Maija Martin et Jolene Hansell, pour l’intervenante Criminal Lawyers’ Association (Ontario).
Stephanie Di Giuseppe et Maya Borooah, pour l’intervenante Peacebuilders Canada.
Vincent Larochelle et Safiyya Ahmad, pour l’intervenante British Columbia Civil Liberties Association.
Cori Singer et Samara Secter, pour l’intervenante l’Association canadienne des libertés civiles.
Brandon P. Rolle, pour l’intervenant African Nova Scotian Justice Institute.

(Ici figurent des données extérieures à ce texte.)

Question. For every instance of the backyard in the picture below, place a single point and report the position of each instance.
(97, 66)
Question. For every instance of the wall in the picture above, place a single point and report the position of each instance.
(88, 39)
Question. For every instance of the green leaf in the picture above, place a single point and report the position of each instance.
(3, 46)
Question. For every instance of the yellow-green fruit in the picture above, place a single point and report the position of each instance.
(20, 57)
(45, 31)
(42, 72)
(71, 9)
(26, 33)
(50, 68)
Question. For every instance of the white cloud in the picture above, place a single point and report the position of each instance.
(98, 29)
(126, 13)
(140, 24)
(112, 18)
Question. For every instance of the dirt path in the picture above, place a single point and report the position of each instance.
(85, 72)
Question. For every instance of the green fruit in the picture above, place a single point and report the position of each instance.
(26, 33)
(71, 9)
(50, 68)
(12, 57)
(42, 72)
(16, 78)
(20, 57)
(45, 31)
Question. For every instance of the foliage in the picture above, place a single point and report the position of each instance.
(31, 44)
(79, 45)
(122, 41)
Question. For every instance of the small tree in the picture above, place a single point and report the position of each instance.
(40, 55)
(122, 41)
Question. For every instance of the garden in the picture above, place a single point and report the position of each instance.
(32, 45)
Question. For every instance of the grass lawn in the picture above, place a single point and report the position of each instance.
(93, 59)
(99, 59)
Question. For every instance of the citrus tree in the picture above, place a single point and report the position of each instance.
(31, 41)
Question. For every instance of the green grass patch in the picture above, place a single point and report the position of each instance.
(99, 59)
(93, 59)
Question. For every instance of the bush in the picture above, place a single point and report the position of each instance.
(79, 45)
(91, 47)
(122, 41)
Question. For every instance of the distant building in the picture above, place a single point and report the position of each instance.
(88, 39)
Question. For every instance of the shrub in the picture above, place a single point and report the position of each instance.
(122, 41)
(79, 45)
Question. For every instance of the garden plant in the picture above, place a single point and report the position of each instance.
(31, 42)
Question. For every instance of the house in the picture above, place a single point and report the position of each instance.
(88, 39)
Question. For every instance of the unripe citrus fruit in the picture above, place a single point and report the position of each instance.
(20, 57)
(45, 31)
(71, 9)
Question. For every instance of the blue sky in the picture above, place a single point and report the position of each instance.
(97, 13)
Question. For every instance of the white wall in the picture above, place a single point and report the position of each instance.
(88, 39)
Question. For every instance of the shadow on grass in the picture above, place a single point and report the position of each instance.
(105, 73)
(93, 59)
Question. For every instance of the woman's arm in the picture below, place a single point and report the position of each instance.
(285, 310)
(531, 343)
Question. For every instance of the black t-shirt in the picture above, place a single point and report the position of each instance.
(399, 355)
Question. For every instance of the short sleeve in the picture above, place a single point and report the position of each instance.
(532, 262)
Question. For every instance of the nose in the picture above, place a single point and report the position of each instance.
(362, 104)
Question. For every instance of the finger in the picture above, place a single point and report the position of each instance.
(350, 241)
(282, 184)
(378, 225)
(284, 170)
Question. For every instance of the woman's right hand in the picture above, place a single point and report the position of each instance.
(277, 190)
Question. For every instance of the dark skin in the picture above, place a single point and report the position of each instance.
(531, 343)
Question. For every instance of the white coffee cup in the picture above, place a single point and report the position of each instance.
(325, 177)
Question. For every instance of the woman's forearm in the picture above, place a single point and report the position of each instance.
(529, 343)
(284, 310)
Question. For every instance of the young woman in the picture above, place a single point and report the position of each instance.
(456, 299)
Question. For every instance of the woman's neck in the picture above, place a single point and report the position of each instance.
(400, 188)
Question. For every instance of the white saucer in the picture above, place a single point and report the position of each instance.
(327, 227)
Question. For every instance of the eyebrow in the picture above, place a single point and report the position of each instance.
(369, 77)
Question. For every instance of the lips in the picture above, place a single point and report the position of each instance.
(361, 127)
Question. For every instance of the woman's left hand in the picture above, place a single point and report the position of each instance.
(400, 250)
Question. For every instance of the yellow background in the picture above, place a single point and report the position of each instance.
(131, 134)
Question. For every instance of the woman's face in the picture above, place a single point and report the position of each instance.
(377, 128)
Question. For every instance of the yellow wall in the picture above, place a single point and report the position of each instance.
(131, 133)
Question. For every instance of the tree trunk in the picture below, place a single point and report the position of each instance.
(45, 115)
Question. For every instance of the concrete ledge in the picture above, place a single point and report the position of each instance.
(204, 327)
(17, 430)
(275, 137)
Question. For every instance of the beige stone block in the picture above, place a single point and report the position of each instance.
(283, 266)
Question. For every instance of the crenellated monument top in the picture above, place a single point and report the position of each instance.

Version française du jugement du juge en chef Wagner et des juges Karakatsanis, Martin, Kasirer, Jamal, O’Bonsawin et Moreau rendu par
Le juge Kasirer —
- Aperçu
- Alors que S.B. était âgé de 16 ans, il a, avec d’autres jeunes d’à peu près le même âge, projeté de tuer T.B., âgé lui aussi de 16 ans, dans la cage d’escalier d’un immeuble d’habitation. À l’heure convenue, S.B. a braqué une arme à feu sur la tête de T.B. et a appuyé deux fois sur la gâchette. T.B. est mort sur le coup. S.B. a été déclaré coupable de meurtre au premier degré par un tribunal pour adolescents. La Couronne a demandé que S.B. soit assujetti à la peine applicable aux adultes. Le juge du tribunal pour adolescents a accueilli la demande et a infligé à S.B. une peine d’emprisonnement à perpétuité sans possibilité de libération conditionnelle avant 10 ans. En appel, la Cour d’appel a accueilli une motion en production de nouveaux éléments de preuve portant sur l’histoire personnelle de S.B. et les circonstances dans lesquelles il se trouvait. Après avoir noté que le juge du tribunal pour adolescents avait commis une erreur en omettant d’appliquer la présomption de culpabilité morale moins élevée prévue à l’al. 72(1)a) de la Loi sur le système de justice pénale pour les adolescents, L.C. 2002, c. 1 (« LSJPA »), la Cour d’appel a procédé à une nouvelle détermination de la peine de S.B. En définitive, elle a conclu, comme l’avait fait le juge du tribunal pour adolescents, qu’il y avait lieu d’assujettir S.B. à la peine applicable aux adultes et a rejeté l’appel de la peine.
- Dans le cadre du présent pourvoi, comme dans le pourvoi connexe R. c. I.M., 2025 CSC 23, la Cour est appelée à déterminer dans quels cas un adolescent peut être assujetti à la peine applicable aux adultes en vertu de l’art. 72 LSJPA. Les principes et le cadre juridique applicables à cette décision sont énoncés dans les motifs de l’arrêt I.M. Je compte maintenant m’appuyer sur ce cadre d’analyse et tâcher d’expliquer, en réponse aux questions que soulèvent les parties dans le présent appel de la peine, comment cette règle de droit s’applique à S.B. Au terme de cette analyse, j’arrive à la conclusion que la Cour d’appel n’a commis aucune erreur révisable justifiant l’intervention de notre Cour.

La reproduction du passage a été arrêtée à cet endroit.